When there are different roles in your child’s team of supporters, individuals specializing in different roles, it may create some of those tensions. The differences between productive tension and unproductive conflict is whether everyone involved, teen included, are keeping the big question in mind: “what kind of adult do we want to create here?” Gaining compliance may be helpful in the short term, but then you may sacrifice their ability to act interdependently. Forcing someone to be too independent, even when they’re successful, may undermine their ability to rely on others when needed. Everything is a balancing act of continual adjustment. (Which is really a true statement about life in general as much as it is true of parenting.)
Remain future-focused
Sometimes it can feel like we get tangled up in a web of past regrets and worries about whether we’re doing the “right” thing. Let me add another aphorism that applies to all kinds of problems: “We can’t usefully move forward while looking backward.” Certainly organizing our past and getting closure to events is vital for growth, but this can be done while embracing a “forward focus” that can be incredibly transformative. There’s even an entire therapeutic approach to trauma treatment by that name. (See the work of Eric Gentry). It’s hard to think in terms of blame or shame when we speak in the future tense. When we focus on goals, specific plans for the future, and the person we’d like to be, or would like our children to be, we reduce the unhelpful distractions.
Parent Well-Being
Let’s take a moment to point out that your own well-being is part of your teens improvement as well. You have to be sure you’re taking care of yourself as well. The effects of a teen’s behavior on a parent shouldn’t be underestimated, particularly in cases of events as serious as suicide attempts. The diagnostic criteria for trauma includes a serious threat to the life or safety of a close family member, but even if it doesn’t rise to that level, a teen’s behavior can obviously have serious effects on you as well. It’s not uncommon for a parent to become destabilized when they discover their child has been assaulted or has hurt themselves in some way. Depending on circumstances I’ll often suggest that a parent check in with a therapist for their own support.
Short Answer FAQs
- How can parents support their teen’s independence while still being actively involved in their care?

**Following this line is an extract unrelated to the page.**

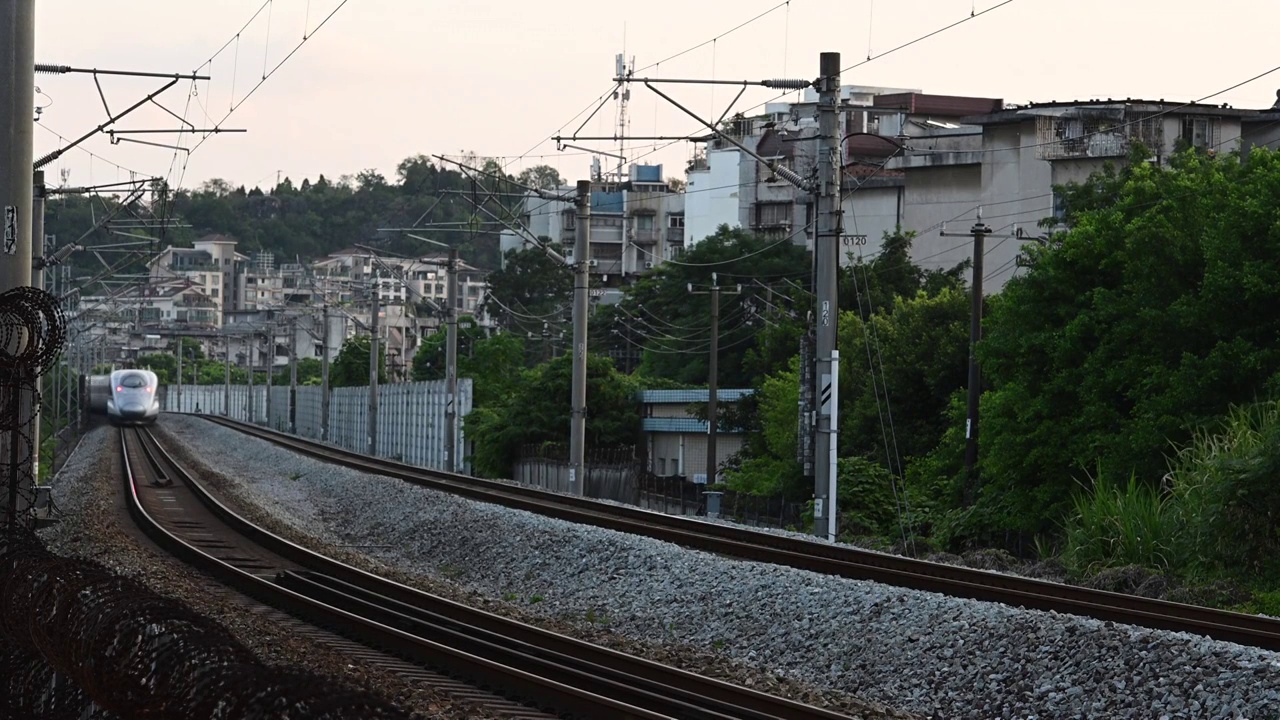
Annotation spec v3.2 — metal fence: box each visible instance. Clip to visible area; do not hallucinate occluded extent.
[636,473,808,529]
[512,444,639,503]
[162,379,473,474]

- Engage with the therapist directly and be involved in treatment planning. Make attempts to understand your child’s diagnosis / needs, and set reasonable expectations. Also it might be a therapist cliche at this point, but that’s only the case because it’s true, work on improving honest two-way communication.
- How can parents and therapists work together to ensure the teen’s safety and progress?
- If there are safety concerns these need to be addressed first, and planned for as early as possible. You should have a clear plan of response to various levels of behavior: preventative, supportive, and emergency.